# Mixtures Problem

• February 4th 2013, 03:39 PM
asdewq
Mixtures Problem
Hey,
I could really use some help solving this mixtures problem. Normally I can just work it out but this one is a little bit different than most.

A solution of 90% alcohol is mixed with a solution of 30% alcohol that is smaller by 20 liters. After 15 liters of water evaporates from the solution, the alcohol content is 72%. How many liters of solution is in the final mixture.

Could really use help working out the method used to solve this type of problem

EDIT:
Solution 1: 90% Alcohol, Volume x
Solution 2: 30% Alcohol, Volume x-20
Total Solution: 72% Alcohol, Volume x+x-20-15 OR 2x-35
This is all the information given. I need to determine that volume in liters of the total solution.
• February 4th 2013, 03:53 PM
ILikeSerena
Re: Mixtures Problem
Quote:

Originally Posted by asdewq
Hey,
I could really use some help solving this mixtures problem. Normally I can just work it out but this one is a little bit different than most.

A solution of 90% alcohol is mixed with a solution of 30% alcohol that is smaller by 20 liters. After 15 liters of water evaporates from the solution, the alcohol content is 72%. How many liters of solution is in the final mixture.

Could really use help working out the method used to solve this type of problem

Hi asdewq! :)

Suppose we call the volume of the first solution x (in liters).
Then this solution contains 90% x = 0.9x liters of alcohol.
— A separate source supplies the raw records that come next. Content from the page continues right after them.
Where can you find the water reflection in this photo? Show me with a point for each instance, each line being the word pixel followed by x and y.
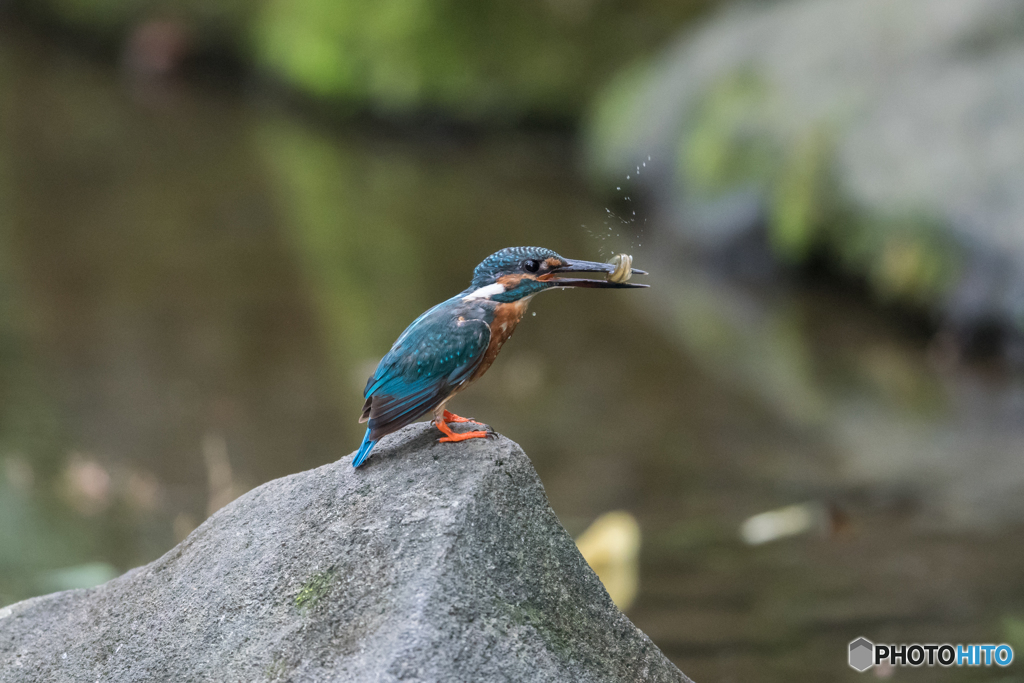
pixel 193 293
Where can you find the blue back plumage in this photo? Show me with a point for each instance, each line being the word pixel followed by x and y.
pixel 432 357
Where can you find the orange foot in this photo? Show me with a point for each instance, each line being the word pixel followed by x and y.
pixel 451 436
pixel 452 417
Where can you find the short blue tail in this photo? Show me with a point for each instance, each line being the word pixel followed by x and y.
pixel 365 450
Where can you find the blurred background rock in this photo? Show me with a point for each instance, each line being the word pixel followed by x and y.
pixel 216 216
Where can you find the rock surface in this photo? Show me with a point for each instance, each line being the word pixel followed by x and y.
pixel 432 562
pixel 886 136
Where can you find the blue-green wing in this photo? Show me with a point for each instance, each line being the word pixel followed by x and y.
pixel 431 358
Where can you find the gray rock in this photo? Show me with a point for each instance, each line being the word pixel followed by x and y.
pixel 886 135
pixel 432 562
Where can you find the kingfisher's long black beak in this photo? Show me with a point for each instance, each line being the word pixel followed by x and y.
pixel 592 266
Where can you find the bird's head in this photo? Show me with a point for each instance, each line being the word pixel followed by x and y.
pixel 517 272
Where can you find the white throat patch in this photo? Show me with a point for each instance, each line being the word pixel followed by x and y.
pixel 485 292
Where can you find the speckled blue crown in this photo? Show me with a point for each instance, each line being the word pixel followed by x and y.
pixel 507 260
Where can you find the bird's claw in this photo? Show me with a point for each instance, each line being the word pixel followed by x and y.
pixel 452 417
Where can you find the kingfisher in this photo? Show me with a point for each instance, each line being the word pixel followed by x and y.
pixel 450 346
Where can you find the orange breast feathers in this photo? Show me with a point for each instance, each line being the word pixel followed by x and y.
pixel 507 315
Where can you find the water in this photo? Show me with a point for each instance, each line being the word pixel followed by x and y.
pixel 194 291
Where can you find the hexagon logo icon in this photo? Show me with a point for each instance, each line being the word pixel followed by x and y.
pixel 861 654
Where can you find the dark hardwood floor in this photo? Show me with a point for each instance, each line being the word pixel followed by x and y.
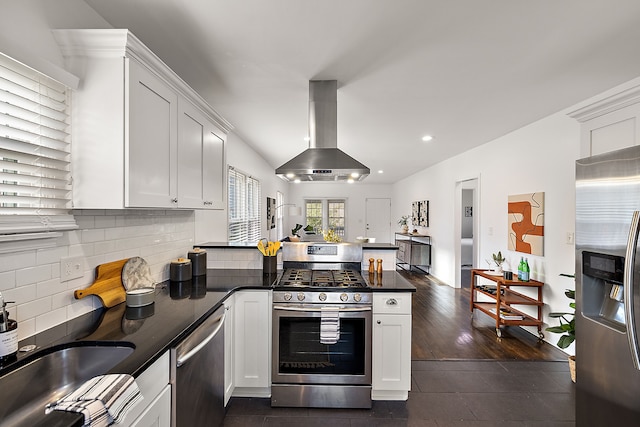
pixel 443 328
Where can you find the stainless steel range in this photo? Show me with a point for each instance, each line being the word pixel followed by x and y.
pixel 321 328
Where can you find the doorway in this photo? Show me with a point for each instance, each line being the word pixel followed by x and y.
pixel 378 220
pixel 467 214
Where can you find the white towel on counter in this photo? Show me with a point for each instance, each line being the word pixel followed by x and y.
pixel 103 400
pixel 329 325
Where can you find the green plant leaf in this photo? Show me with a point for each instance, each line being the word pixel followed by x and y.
pixel 565 341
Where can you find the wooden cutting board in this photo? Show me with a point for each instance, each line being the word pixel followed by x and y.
pixel 108 284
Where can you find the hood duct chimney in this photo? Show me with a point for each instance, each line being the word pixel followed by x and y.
pixel 323 161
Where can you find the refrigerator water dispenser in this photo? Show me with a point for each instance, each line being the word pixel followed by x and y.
pixel 602 289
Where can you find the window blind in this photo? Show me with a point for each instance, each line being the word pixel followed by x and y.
pixel 35 177
pixel 244 207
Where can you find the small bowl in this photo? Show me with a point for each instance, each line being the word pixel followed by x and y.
pixel 140 297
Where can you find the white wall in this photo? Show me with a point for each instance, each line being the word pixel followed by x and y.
pixel 536 158
pixel 355 194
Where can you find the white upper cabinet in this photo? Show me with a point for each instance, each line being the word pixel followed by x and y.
pixel 610 123
pixel 141 137
pixel 151 142
pixel 201 161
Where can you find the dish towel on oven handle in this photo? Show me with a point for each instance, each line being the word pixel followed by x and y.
pixel 329 325
pixel 103 400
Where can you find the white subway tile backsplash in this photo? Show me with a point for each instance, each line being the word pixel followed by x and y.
pixel 29 275
pixel 94 235
pixel 51 255
pixel 107 221
pixel 50 287
pixel 17 260
pixel 26 328
pixel 20 295
pixel 32 278
pixel 50 318
pixel 85 222
pixel 7 280
pixel 34 308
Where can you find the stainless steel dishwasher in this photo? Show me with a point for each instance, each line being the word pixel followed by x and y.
pixel 197 375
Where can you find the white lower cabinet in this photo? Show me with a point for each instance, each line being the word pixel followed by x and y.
pixel 155 408
pixel 391 342
pixel 229 341
pixel 252 343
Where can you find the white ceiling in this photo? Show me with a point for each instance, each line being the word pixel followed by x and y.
pixel 466 71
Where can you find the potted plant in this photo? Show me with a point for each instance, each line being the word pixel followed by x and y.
pixel 498 260
pixel 567 328
pixel 404 222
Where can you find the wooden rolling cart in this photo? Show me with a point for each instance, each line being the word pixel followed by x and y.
pixel 504 299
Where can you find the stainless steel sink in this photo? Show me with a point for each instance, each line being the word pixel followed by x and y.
pixel 25 391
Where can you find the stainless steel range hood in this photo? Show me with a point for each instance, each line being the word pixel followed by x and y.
pixel 323 161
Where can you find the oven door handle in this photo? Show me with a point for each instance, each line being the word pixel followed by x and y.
pixel 307 309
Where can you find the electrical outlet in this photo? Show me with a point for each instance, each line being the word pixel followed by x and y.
pixel 70 268
pixel 570 238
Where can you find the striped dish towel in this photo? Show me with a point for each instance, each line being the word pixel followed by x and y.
pixel 103 400
pixel 329 325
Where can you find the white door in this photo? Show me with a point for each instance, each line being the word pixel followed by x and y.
pixel 378 219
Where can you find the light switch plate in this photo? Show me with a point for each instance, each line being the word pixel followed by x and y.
pixel 70 268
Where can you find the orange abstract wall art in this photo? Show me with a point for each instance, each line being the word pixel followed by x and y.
pixel 526 223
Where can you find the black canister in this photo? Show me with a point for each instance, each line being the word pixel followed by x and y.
pixel 180 270
pixel 8 339
pixel 180 290
pixel 198 259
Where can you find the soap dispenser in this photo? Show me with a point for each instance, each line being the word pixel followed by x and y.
pixel 8 334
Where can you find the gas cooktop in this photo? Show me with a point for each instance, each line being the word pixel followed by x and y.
pixel 305 278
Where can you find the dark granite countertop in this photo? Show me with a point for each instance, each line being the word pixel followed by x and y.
pixel 245 245
pixel 178 309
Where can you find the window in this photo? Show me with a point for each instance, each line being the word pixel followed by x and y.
pixel 280 214
pixel 244 207
pixel 35 172
pixel 313 209
pixel 325 215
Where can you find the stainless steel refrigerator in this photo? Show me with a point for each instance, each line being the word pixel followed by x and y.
pixel 608 289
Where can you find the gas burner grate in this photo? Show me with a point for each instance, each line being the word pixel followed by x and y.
pixel 322 278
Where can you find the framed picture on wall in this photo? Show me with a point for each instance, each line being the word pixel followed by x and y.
pixel 271 213
pixel 415 213
pixel 423 218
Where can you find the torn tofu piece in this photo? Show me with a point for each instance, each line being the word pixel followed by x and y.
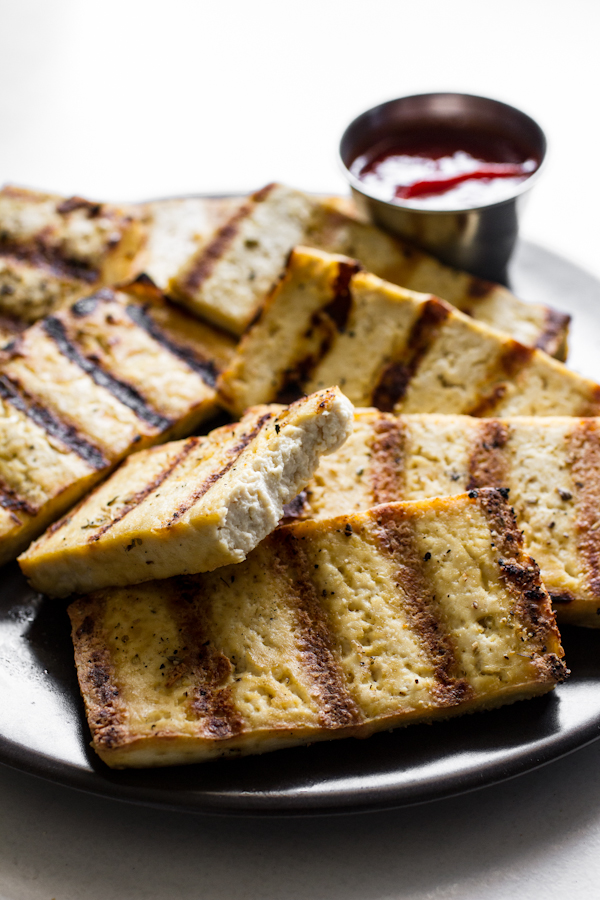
pixel 406 613
pixel 176 229
pixel 54 250
pixel 190 506
pixel 83 388
pixel 550 465
pixel 228 277
pixel 328 322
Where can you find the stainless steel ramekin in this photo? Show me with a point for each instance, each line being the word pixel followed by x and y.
pixel 480 239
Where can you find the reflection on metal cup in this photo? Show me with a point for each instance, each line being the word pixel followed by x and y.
pixel 480 239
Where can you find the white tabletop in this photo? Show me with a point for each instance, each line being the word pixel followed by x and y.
pixel 130 99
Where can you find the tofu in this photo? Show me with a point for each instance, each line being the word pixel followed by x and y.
pixel 190 506
pixel 328 322
pixel 550 465
pixel 228 277
pixel 176 229
pixel 54 250
pixel 83 388
pixel 408 612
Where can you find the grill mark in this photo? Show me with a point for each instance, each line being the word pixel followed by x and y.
pixel 386 471
pixel 397 538
pixel 206 368
pixel 87 305
pixel 12 393
pixel 515 357
pixel 325 323
pixel 204 264
pixel 340 307
pixel 396 376
pixel 73 203
pixel 552 338
pixel 208 668
pixel 486 404
pixel 584 451
pixel 141 495
pixel 521 576
pixel 106 715
pixel 488 464
pixel 337 708
pixel 123 392
pixel 40 255
pixel 296 509
pixel 10 500
pixel 236 452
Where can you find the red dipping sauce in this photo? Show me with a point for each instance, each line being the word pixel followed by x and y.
pixel 445 168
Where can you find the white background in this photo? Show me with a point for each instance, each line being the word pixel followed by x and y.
pixel 132 100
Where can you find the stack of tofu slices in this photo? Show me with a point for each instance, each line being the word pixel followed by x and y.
pixel 407 484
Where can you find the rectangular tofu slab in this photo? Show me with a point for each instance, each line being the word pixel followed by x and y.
pixel 406 613
pixel 228 277
pixel 550 465
pixel 54 250
pixel 190 506
pixel 328 322
pixel 83 388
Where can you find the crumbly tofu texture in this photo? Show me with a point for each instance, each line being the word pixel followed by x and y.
pixel 329 629
pixel 229 275
pixel 85 387
pixel 327 323
pixel 191 506
pixel 551 465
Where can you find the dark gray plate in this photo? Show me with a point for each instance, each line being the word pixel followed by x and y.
pixel 43 730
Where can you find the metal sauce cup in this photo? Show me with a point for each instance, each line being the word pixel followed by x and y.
pixel 480 239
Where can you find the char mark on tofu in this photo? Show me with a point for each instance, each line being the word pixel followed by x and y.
pixel 397 375
pixel 141 495
pixel 124 393
pixel 337 709
pixel 11 392
pixel 396 537
pixel 236 452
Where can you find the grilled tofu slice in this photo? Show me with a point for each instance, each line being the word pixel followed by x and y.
pixel 54 250
pixel 85 387
pixel 405 613
pixel 177 229
pixel 228 277
pixel 190 506
pixel 328 322
pixel 551 466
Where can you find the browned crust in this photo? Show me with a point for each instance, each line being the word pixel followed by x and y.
pixel 337 709
pixel 141 495
pixel 55 328
pixel 521 576
pixel 10 500
pixel 488 465
pixel 584 451
pixel 325 323
pixel 105 709
pixel 395 535
pixel 49 258
pixel 235 454
pixel 12 392
pixel 552 339
pixel 386 469
pixel 204 264
pixel 395 377
pixel 211 700
pixel 515 357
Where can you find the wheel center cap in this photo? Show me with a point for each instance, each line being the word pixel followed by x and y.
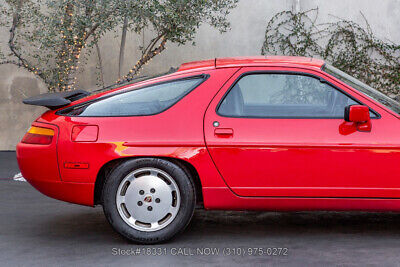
pixel 148 199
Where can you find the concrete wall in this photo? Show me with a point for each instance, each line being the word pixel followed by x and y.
pixel 248 20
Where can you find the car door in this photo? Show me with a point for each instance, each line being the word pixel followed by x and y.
pixel 280 132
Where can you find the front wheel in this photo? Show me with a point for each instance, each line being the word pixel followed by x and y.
pixel 148 200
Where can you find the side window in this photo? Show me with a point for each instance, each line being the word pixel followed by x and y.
pixel 283 96
pixel 148 100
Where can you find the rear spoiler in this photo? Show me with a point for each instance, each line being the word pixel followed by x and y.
pixel 56 100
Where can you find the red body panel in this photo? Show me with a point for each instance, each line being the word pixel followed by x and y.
pixel 267 164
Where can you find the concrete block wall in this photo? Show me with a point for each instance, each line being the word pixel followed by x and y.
pixel 248 23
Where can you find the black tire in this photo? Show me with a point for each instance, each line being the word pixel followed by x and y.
pixel 177 225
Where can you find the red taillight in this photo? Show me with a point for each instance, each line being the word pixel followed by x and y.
pixel 38 136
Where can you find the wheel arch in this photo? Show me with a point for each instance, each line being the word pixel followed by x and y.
pixel 106 169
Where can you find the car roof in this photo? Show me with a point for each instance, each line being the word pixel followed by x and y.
pixel 228 62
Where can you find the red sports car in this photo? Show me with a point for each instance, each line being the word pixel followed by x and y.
pixel 263 133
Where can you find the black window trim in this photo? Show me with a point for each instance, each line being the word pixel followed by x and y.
pixel 203 76
pixel 321 79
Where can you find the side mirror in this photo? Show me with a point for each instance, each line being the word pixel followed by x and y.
pixel 359 115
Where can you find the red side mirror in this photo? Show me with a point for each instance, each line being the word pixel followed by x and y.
pixel 359 115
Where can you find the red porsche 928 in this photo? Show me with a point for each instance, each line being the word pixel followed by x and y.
pixel 262 133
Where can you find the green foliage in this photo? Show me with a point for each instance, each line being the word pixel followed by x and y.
pixel 52 38
pixel 345 44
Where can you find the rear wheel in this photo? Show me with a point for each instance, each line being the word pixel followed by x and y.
pixel 148 200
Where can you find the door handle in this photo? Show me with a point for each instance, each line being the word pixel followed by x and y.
pixel 223 131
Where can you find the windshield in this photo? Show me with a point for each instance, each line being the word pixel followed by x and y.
pixel 363 88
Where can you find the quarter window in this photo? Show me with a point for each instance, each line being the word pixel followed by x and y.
pixel 138 102
pixel 284 96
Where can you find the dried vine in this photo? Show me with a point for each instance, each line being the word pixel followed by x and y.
pixel 345 44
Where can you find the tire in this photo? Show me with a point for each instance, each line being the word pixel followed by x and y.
pixel 136 195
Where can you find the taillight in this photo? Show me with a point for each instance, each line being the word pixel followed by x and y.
pixel 38 135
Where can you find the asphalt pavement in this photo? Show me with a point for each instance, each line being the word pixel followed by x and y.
pixel 38 231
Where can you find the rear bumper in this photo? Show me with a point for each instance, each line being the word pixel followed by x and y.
pixel 77 193
pixel 39 166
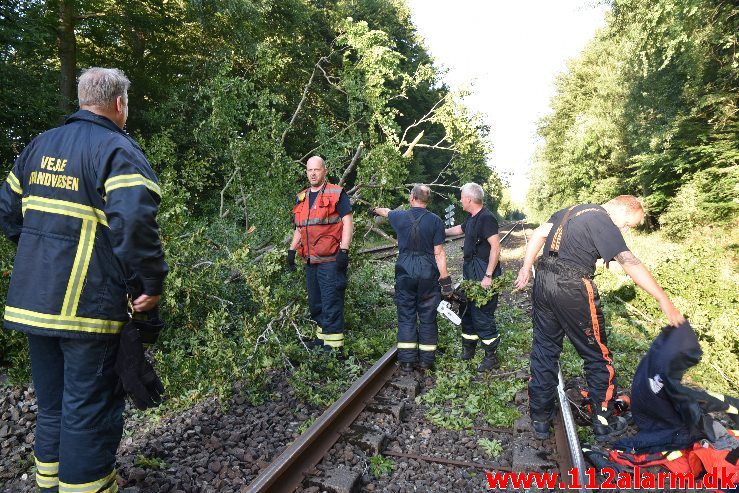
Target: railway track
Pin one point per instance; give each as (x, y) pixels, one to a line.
(375, 413)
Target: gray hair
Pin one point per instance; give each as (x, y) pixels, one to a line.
(101, 86)
(473, 191)
(421, 193)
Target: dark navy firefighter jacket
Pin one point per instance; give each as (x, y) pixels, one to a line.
(81, 202)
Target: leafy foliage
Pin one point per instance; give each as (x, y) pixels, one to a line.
(649, 108)
(482, 296)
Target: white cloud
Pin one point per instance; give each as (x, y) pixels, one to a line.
(511, 52)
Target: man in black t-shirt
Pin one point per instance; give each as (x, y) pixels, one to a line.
(419, 271)
(481, 254)
(566, 301)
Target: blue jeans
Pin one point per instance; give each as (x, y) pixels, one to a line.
(326, 286)
(80, 419)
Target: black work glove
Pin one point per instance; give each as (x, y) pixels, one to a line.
(137, 377)
(446, 286)
(342, 260)
(291, 261)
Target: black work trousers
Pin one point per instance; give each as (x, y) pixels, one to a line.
(478, 322)
(417, 294)
(566, 304)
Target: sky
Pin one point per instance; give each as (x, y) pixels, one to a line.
(510, 53)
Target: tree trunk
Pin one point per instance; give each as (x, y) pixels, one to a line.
(67, 43)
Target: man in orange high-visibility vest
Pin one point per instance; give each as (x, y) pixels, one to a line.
(323, 234)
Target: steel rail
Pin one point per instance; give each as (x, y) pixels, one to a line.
(287, 471)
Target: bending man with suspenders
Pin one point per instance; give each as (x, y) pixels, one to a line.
(419, 271)
(566, 301)
(481, 252)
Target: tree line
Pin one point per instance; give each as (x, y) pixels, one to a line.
(650, 107)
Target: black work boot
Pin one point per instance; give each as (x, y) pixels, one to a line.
(541, 429)
(490, 361)
(605, 429)
(468, 350)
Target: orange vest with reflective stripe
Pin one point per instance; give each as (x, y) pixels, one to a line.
(320, 226)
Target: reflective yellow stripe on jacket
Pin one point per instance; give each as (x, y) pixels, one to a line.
(68, 320)
(47, 473)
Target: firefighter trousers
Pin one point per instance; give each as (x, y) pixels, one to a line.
(326, 286)
(564, 304)
(80, 419)
(478, 322)
(417, 294)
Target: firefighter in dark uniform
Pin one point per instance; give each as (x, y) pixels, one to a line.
(323, 234)
(81, 203)
(419, 273)
(481, 252)
(566, 301)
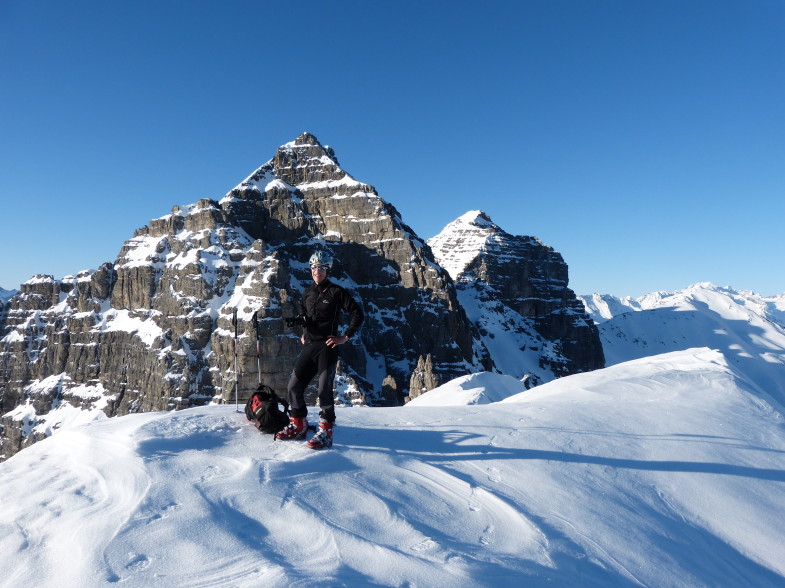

Can you say what the volume of the 2nd solution is?
And how much alcohol it contains?
• February 4th 2013, 04:01 PM
asdewq
Re: Mixtures Problem
That is exactly the problem, the only given is that it is 20 liters smaller than the first solution. It contains 30% alcohol

Edit: Basically my givens are
Solution 1: 90% alcohol, volume x
Solution 2: 30% alcohol, volume x-20
Final Solution: 72% alcohol, volume x+x-20-15 (2x-35)
• February 4th 2013, 04:03 PM
ILikeSerena
Re: Mixtures Problem
Well, if the first solution contains x liters, then the second solution contains (x-20) liters.
That is 20 liters less than the unknown amount of the first solution.

How much liters of alcohol would that make?
• February 4th 2013, 04:05 PM
ILikeSerena
Re: Mixtures Problem
Quote:

Originally Posted by asdewq
Edit: Basically my givens are
Solution 1: 90% alcohol, volume x
Solution 2: 30% alcohol, volume x-20
Final Solution: 72% alcohol, volume x+x-20-15 (2x-35)

Exactly!

Now how much liters of alcohol is in each solution?
• February 4th 2013, 04:29 PM
asdewq
Re: Mixtures Problem
x + x - 20, - 15 or 2x-35
However, that does not give me a number of liters in the final solution.

Working it out through trial and error is simple if tedious. I just need to find a way to do it algebraically so when faced with similar questions I don't have to waste all that time

Edit: If you are asking however, how many liters are given for each solution, then that is exactly the question I am supposed to solve. None are given
• February 4th 2013, 07:56 PM
Soroban
Re: Mixtures Problem
Hello, asdewq!

This is a tricky one . . .

Quote:

A solution of 90% alcohol is mixed with a solution of 30% alcohol that is smaller by 20 liters.
After 15 liters of water evaporates from the solution, the alcohol content is 72%.
How many liters of solution is in the final mixture?

We will consider the amount of water at each stage.

Let $x$ = liters of the 90% alcohol solution.
This contains $0.1x$ liters of water.

Let $x-20$ = liters of the 30% alcohol solution.
This contains $0.7(x-20)$ liters of water.

Then 15 liters of water is removed.
The mixture contains: $0.1x + 0.7(x-20) - 15 \:=\:0.8x - 29$ liters of water. .[1]

The final mixture contains: $x + (x-20) - 15 \:=\:2x-35$ liters .(a)
. . which is 28% water.
The mixture contains: $0.28(2x-35) \:=\:0.56x-9.8$ liters of water. .[2]

We just described the final amount of water in two ways.

There is our equation! . . . . $0.8x - 29 \:=\:0.56x - 9,8$

Solve for $x\!:\;x \,=\,80$

Substitute into (a): . $2(80) - 35 \:=\:125$ liters.